The removal of Marcus Bokkerink as chairman of the Competition and Markets Authority (CMA) raised concerns about UK competitiveness. Doug Gurr, a former Amazon executive, replaced him. Additionally, changes in leadership at the Financial Ombudsman Service indicate a broader shake-up of regulatory bodies. Business Secretary Jonathan Reynolds hinted at the potential abolition of watchdogs to optimize regulatory efficiency.
The government’s push to reduce red tape and foster growth prompted discussions with major regulators like Ofcom, Ofgem, and Ofwat. The PSR, with around 160 employees, faces scrutiny for its regulatory practices, particularly in fraud reimbursement.
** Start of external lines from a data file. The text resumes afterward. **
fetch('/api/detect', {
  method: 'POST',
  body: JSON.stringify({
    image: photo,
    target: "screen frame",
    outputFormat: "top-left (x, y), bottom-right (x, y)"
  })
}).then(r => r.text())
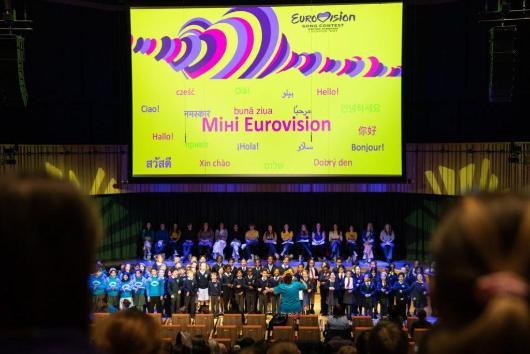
top-left (126, 0), bottom-right (408, 184)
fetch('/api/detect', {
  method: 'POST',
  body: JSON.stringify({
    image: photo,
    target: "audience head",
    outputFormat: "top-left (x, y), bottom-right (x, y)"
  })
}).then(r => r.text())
top-left (368, 320), bottom-right (408, 354)
top-left (427, 194), bottom-right (530, 354)
top-left (94, 310), bottom-right (162, 354)
top-left (267, 341), bottom-right (300, 354)
top-left (0, 175), bottom-right (102, 331)
top-left (337, 345), bottom-right (357, 354)
top-left (283, 272), bottom-right (293, 285)
top-left (355, 331), bottom-right (370, 354)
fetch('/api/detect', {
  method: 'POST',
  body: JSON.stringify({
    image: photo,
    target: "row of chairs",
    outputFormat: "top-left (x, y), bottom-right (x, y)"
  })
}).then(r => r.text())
top-left (93, 313), bottom-right (424, 347)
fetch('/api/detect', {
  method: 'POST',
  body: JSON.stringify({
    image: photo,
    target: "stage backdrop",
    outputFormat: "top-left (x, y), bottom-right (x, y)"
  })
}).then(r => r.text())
top-left (0, 143), bottom-right (530, 259)
top-left (131, 3), bottom-right (403, 178)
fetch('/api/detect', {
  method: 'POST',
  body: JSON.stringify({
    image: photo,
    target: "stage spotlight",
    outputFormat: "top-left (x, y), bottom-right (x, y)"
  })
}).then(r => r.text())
top-left (508, 142), bottom-right (523, 163)
top-left (0, 145), bottom-right (18, 165)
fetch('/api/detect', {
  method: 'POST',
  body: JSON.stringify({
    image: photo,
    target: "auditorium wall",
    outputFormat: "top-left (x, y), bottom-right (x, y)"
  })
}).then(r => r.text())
top-left (0, 143), bottom-right (530, 261)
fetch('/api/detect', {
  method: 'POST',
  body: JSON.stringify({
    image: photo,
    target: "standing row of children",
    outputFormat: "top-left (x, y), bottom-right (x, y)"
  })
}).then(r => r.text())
top-left (89, 256), bottom-right (428, 317)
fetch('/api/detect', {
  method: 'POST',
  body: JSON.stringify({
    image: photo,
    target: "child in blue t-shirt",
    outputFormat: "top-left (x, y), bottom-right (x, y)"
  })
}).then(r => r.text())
top-left (120, 273), bottom-right (133, 310)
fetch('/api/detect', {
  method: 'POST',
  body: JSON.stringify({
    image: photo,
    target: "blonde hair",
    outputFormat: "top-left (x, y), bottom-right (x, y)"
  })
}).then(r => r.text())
top-left (94, 310), bottom-right (162, 354)
top-left (425, 194), bottom-right (530, 354)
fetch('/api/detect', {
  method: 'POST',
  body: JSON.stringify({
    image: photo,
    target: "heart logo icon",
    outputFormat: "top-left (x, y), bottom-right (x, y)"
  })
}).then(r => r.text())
top-left (317, 11), bottom-right (331, 22)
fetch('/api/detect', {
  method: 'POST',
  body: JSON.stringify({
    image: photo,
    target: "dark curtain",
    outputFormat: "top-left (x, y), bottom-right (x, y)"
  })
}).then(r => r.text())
top-left (94, 193), bottom-right (456, 261)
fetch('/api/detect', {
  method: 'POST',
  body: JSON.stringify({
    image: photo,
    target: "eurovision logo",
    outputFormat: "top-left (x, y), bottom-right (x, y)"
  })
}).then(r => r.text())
top-left (291, 11), bottom-right (355, 25)
top-left (131, 7), bottom-right (401, 79)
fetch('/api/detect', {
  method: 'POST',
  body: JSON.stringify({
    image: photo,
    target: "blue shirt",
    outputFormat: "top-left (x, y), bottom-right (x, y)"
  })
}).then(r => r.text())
top-left (120, 280), bottom-right (134, 298)
top-left (274, 279), bottom-right (306, 313)
top-left (132, 275), bottom-right (146, 295)
top-left (107, 277), bottom-right (121, 296)
top-left (147, 277), bottom-right (164, 296)
top-left (89, 274), bottom-right (107, 296)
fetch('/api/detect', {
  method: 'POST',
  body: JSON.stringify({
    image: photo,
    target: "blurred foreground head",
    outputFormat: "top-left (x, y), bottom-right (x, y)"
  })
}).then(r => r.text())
top-left (0, 175), bottom-right (102, 333)
top-left (94, 310), bottom-right (162, 354)
top-left (426, 195), bottom-right (530, 354)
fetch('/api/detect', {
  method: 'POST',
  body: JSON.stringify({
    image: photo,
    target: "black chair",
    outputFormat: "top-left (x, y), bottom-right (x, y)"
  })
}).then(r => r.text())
top-left (324, 328), bottom-right (353, 342)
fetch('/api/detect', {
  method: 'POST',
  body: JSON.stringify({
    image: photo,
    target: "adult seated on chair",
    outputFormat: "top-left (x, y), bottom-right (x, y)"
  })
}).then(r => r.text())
top-left (409, 309), bottom-right (432, 338)
top-left (274, 271), bottom-right (307, 314)
top-left (296, 224), bottom-right (313, 262)
top-left (245, 224), bottom-right (259, 261)
top-left (197, 222), bottom-right (214, 258)
top-left (326, 305), bottom-right (351, 331)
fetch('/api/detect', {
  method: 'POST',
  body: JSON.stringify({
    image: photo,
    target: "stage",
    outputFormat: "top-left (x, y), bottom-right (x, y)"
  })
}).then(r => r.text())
top-left (102, 259), bottom-right (413, 270)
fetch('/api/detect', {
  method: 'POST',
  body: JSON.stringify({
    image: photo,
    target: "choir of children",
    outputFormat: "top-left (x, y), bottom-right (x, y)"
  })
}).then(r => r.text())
top-left (89, 256), bottom-right (428, 318)
top-left (141, 222), bottom-right (395, 263)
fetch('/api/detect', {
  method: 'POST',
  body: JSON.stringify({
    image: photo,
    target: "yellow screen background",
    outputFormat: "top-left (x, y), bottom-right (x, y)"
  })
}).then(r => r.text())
top-left (131, 3), bottom-right (402, 177)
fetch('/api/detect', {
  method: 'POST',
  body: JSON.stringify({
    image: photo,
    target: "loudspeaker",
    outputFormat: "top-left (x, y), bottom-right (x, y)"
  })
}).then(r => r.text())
top-left (0, 34), bottom-right (28, 108)
top-left (489, 26), bottom-right (517, 102)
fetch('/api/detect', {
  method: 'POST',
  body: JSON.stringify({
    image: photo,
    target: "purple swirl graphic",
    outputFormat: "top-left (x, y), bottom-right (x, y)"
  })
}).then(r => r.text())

Despite criticisms, the PSR’s role remains crucial in adapting to technological changes in the payments sector.
The potential merger of the PSR with the FCA is under consideration due to concerns about the former’s effectiveness. The Treasury declined to comment on this development, while the PSR did not respond to inquiries. This move aligns with the government’s aim to reassess the regulatory landscape and ensure a conducive environment for economic development.